32℉ and raining at 5:00 am
Thursday, October 27, 2016
It was raining hard with a mix of ice. We read for a while, but by 11:00 I was stir-crazy, so we drove to the Boulder Field in the park. I’ve never seen anything like it. It looks like a lake when you drive up, but it’s a huge lake of boulders. It looks like the end of where the glaciers pushed rocks, but they say the glacier ended a mile to the north. The theory is it was a huge rock that through freezing and thawing for thousands of years, it broke up into these boulders. There was plenty of water when the glaciers melted and that smoothed them. OK.
Then we drove to the town of Jim Thorpe. A small park greeted us with two statues of the great Jim Thorpe. He was an indian of the Sac and Fox nation in Oklahoma.
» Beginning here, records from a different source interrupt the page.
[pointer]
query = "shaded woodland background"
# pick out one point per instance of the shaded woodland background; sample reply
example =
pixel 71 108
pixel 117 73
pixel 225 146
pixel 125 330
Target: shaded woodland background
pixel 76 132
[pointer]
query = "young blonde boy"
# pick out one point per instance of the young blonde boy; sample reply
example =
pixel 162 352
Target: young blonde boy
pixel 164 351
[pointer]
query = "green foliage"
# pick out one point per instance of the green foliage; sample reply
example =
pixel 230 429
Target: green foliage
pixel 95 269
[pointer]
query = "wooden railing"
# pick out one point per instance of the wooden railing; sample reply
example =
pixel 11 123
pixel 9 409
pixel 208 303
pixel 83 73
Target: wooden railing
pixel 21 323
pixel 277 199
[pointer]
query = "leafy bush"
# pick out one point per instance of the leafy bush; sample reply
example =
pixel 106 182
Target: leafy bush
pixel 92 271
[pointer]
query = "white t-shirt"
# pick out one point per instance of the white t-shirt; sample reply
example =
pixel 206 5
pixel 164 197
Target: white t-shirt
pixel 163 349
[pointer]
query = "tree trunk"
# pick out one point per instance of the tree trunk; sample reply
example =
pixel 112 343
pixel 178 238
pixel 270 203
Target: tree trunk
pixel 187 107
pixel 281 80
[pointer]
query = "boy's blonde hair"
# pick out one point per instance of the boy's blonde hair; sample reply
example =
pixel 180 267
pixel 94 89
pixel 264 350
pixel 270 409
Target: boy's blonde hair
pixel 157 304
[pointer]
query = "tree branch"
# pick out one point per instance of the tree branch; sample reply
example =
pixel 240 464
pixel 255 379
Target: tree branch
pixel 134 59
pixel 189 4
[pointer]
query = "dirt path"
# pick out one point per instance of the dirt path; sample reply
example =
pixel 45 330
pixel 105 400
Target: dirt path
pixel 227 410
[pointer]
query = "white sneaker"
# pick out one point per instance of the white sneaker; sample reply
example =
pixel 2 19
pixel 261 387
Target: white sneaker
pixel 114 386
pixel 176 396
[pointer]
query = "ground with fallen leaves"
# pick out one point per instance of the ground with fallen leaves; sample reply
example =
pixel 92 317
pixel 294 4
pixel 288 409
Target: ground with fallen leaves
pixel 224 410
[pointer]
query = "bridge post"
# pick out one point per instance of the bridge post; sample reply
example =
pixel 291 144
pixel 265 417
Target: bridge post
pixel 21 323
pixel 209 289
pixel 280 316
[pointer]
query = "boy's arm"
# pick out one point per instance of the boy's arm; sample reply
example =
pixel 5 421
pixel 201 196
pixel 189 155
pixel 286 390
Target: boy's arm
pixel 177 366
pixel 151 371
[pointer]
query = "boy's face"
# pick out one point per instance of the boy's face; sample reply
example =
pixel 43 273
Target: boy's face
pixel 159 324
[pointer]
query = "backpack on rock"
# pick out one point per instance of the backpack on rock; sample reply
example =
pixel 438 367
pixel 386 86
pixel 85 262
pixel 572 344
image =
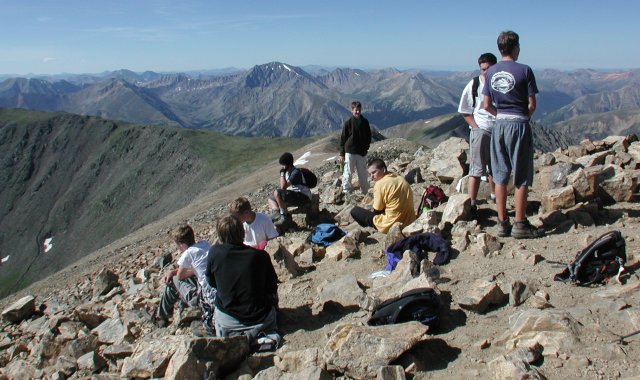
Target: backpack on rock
pixel 597 262
pixel 325 234
pixel 421 304
pixel 432 197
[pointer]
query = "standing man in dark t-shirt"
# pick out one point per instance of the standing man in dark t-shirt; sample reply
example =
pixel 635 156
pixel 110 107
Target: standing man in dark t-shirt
pixel 354 145
pixel 510 94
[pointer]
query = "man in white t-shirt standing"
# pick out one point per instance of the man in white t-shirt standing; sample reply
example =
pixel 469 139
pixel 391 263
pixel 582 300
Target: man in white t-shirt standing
pixel 481 126
pixel 258 227
pixel 188 282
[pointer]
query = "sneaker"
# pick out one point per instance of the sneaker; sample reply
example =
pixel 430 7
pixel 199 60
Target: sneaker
pixel 473 212
pixel 524 230
pixel 503 228
pixel 276 216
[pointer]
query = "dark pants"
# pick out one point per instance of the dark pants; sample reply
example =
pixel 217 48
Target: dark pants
pixel 177 290
pixel 363 216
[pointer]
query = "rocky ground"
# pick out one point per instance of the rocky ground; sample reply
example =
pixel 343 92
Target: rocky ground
pixel 503 315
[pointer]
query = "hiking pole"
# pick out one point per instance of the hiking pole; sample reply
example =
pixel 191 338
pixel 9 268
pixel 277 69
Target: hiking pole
pixel 621 339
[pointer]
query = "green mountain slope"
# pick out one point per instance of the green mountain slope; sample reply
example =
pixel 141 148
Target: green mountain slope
pixel 86 181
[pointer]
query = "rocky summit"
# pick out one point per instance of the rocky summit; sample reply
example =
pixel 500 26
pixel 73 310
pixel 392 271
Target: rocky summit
pixel 502 314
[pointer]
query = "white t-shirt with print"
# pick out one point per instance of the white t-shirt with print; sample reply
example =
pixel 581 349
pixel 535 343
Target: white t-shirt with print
pixel 195 258
pixel 484 119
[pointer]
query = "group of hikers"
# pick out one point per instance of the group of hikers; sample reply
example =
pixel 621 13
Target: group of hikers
pixel 234 281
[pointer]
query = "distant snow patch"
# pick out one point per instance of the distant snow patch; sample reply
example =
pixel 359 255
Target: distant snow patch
pixel 303 159
pixel 48 244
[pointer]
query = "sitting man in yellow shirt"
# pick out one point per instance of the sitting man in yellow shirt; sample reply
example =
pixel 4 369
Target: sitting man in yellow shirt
pixel 392 200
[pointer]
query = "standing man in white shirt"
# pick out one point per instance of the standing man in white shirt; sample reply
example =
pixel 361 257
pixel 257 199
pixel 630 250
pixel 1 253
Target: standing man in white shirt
pixel 258 227
pixel 481 126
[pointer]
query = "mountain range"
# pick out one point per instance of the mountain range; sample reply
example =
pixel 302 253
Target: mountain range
pixel 278 99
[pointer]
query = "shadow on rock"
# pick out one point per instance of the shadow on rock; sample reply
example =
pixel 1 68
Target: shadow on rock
pixel 429 355
pixel 302 318
pixel 448 319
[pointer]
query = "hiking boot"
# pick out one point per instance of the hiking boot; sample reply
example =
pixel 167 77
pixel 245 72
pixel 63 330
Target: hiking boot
pixel 524 230
pixel 503 228
pixel 158 321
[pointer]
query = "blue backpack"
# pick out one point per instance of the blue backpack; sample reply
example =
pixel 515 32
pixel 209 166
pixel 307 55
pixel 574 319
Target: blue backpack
pixel 326 234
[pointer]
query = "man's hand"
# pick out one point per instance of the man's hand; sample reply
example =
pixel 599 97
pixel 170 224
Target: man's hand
pixel 168 276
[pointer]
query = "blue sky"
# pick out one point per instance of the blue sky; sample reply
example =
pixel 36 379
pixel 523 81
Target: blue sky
pixel 65 36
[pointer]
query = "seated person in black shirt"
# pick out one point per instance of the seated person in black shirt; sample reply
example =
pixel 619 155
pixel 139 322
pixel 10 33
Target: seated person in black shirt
pixel 291 189
pixel 247 286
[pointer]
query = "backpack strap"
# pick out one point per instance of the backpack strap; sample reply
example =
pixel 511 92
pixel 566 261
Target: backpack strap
pixel 474 89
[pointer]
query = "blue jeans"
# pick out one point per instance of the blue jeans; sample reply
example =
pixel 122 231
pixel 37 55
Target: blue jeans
pixel 227 325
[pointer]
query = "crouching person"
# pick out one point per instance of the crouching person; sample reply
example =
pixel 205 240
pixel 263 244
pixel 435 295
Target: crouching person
pixel 188 283
pixel 246 285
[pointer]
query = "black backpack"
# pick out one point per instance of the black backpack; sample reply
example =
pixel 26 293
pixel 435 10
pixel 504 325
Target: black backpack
pixel 421 304
pixel 597 262
pixel 308 178
pixel 432 197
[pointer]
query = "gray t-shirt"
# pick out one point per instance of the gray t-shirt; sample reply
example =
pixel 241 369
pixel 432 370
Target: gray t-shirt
pixel 510 84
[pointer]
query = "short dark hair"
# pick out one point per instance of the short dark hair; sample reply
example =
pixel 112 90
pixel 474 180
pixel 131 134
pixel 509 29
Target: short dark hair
pixel 487 58
pixel 183 234
pixel 507 42
pixel 230 230
pixel 378 163
pixel 286 159
pixel 239 205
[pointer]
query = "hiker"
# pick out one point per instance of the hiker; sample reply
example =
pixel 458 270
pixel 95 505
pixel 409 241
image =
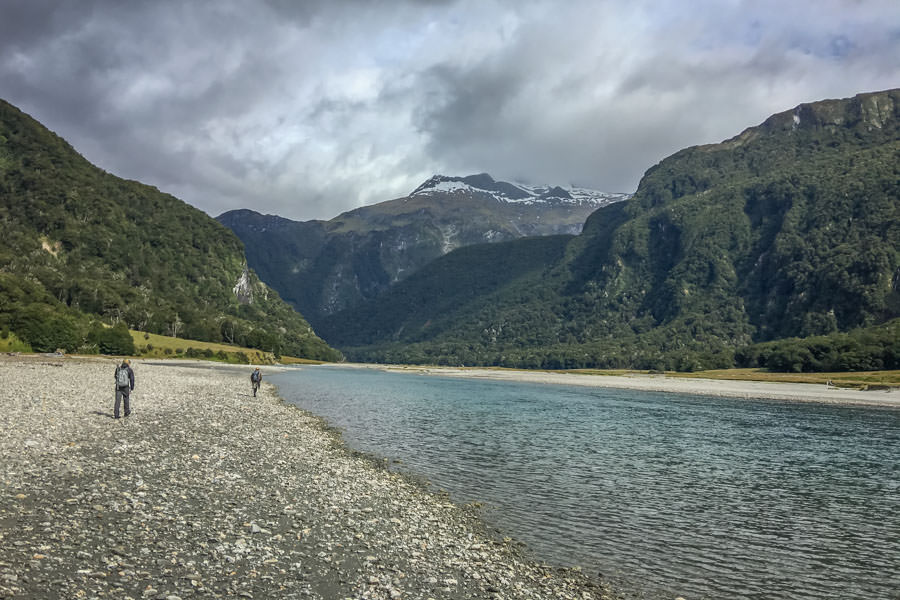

His given name being Wa-Tho-Huk, which means bright path and it sure was a bright path. He was christened Jacobus Franciscus Thorpe. His father was a great athlete, beating all challengers in running, jumping and throwing in the Indian Nation. Jim was sent to the Carlisle Indian School in Pennsylvania.
Quoting from Jim Thorpe on biography.com:
“Growing up, he never liked being inside. He learned to hunt and trap at an early age, developing his legendary endurance via extensive excursions through Indian territory. His aversion to the classroom was exacerbated by the early deaths of his twin brother and both parents, and his stints in the Haskell Institute in Kansas, the local Garden Grove school and the Carlisle Indian Indistrial School were marked by long bouts of truancy.
As a student at Carlisle in the spring of 1907, Thorpe joined a track-and-field practice session on campus. Clad in his work clothes, he launched himself over a 5’9” high bar to break the school record, catching the attention of coach Pop Warner. Thorpe soon became the star of the track program, and with his athletic skills he also enjoyed success in baseball, hockey, lacrosse and even ballroom dancing.
However, it was football that propelled Thorpe to national renown. Starting at halfback, place kicker, punter and defender, Thorpe led his team to a surprise victory over top-ranked Harvard in November 1911, and fueled a blowout of West Point a year later. Carlisle went a combined 23-2-1 over the 1911-12 seasons, with Thorpe garnering All-American honors both times.
Named to the U.S. Olympic Games in Stockholm, Sweden, Thorpe burst out of the gate by winning four of five events to claim the gold medal in the pentathlon. A week later he overwhelmed the field in the decathlon, winning the high jump, the 110-meter hurdles and the 1,500 meters despite competing in a pair of mismatched shoes. Finishing the three-day event with a total of 8,412 points (of a possible 10,000), a mark that bested the runner-up by nearly 700 points, Thrope was proclaimed by Sweden’s King Gustaf V to be the greatest athlete in the world. (from Jim Thorpe Park: he was awed and humbled by the ceremony and replied, “Thanks King”)
Thorpe was honored with a ticker-tape parade in New York City as part of his hero’s welcome home. However, a newspaper report the following January revealed the Olympic champion had been paid to play minor league baseball in 1909 and 1910. Despite his handwritten plea to the Amateur Athletic Union, Thorpe was stripped of his amateur eligibility and forced to return his gold medals, his historic performance stricken from the Olympic record books.”
I can’t remember what the sign in the park said, but I think he made $2 a game. In his plea, he said he didn’t care about the money and had no idea of the ramifications. He just wanted to play sports. I won’t write it all here, but biography.com has an excellent write-up, and you can read a bit of his incredible athletic and personal traits from the pictures. It’s a wonderful story.